The facility is licensed to operate for six (6) non-ambulatory residents where one (1) may be bedridden in Room #1, with a hospice waiver for two (2) residents. The facility is a one-story house with four (4) resident bedrooms, two (2) bathrooms, living room, dining room, kitchen, an attached 2 car garage, and an outdoor covered seating area.

During the visit, LPA toured inside and outside of the physical plant with staff. There were no bodies of water or obstructions on the premises. All rooms were inspected. Beds and bedding supplies were in good condition, adequate lighting was provided, storage for each resident’s personal belongings was observed. Bed linens, comforters, and bath towels were adequately stocked at the time of visit. Bathrooms were clean and operational with water temperatures measured between 116.7 degrees F to 117.8 degrees F.

LPA observed the facility to be sanitary and appropriately furnished at the time of visit. Storage areas for personal hygiene, cleaning supplies, toxins, and sharps objects were stored and not accessible to residents. The kitchen was inspected and there is a seven-day supply of non-perishable food available and maintained properly. LPA observed at least ten expired perishable items stored in the kitchen refrigerator.
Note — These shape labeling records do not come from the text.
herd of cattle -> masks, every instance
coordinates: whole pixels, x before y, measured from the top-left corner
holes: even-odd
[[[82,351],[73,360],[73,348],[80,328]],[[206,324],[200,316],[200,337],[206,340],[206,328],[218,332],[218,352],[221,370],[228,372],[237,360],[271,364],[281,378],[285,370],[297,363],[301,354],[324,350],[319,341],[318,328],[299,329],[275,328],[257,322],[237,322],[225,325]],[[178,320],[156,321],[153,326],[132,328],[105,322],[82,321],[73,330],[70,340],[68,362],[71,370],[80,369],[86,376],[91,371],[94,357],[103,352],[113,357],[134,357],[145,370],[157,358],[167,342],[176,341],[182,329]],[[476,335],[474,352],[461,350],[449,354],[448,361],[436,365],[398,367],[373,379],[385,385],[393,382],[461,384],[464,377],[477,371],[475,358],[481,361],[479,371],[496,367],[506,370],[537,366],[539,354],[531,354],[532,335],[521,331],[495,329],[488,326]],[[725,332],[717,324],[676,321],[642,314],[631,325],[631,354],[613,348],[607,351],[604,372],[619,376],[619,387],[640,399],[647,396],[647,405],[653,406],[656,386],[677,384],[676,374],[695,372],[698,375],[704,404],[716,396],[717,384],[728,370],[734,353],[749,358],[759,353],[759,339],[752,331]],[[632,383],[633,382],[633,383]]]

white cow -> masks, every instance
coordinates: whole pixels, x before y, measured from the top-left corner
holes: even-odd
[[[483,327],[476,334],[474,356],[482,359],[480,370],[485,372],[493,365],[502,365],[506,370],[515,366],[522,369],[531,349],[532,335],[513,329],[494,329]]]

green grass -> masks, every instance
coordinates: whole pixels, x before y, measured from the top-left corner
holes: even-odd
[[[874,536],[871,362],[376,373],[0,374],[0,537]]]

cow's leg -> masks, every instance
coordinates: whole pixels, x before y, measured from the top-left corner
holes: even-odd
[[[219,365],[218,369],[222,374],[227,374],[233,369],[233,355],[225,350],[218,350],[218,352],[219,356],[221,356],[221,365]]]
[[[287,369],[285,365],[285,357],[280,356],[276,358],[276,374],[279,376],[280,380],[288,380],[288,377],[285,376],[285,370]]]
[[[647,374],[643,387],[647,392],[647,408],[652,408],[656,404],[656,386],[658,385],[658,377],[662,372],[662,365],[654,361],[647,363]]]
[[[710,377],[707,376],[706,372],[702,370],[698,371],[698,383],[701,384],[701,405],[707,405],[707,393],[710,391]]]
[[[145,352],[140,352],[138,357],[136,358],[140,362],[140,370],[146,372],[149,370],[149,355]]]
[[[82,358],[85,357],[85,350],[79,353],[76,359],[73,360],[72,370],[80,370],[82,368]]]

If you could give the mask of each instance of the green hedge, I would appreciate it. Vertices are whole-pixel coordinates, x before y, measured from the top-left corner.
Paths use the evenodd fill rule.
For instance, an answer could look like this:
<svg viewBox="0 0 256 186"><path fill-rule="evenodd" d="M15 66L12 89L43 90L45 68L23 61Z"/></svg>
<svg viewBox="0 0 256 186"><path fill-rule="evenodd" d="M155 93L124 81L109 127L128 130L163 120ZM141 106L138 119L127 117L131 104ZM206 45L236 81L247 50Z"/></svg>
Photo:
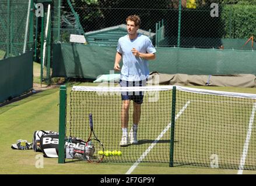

A deficiency is being cited.

CONTINUE TO LIC809-C.....

NAME OF LICENSING PROGRAM MANAGER: Lourdes Montoya
NAME OF LICENSING PROGRAM ANALYST: Eboni Bentley
LICENSING PROGRAM ANALYST SIGNATURE: DATE: 12/02/2025
I acknowledge receipt of this form and understand my licensing appeal rights as explained and received.
FACILITY REPRESENTATIVE SIGNATURE: DATE: 12/02/2025
This report must be available at Child Care and Group Home facilities for public review for 3 years.

LIC809 (FAS) - (06/04)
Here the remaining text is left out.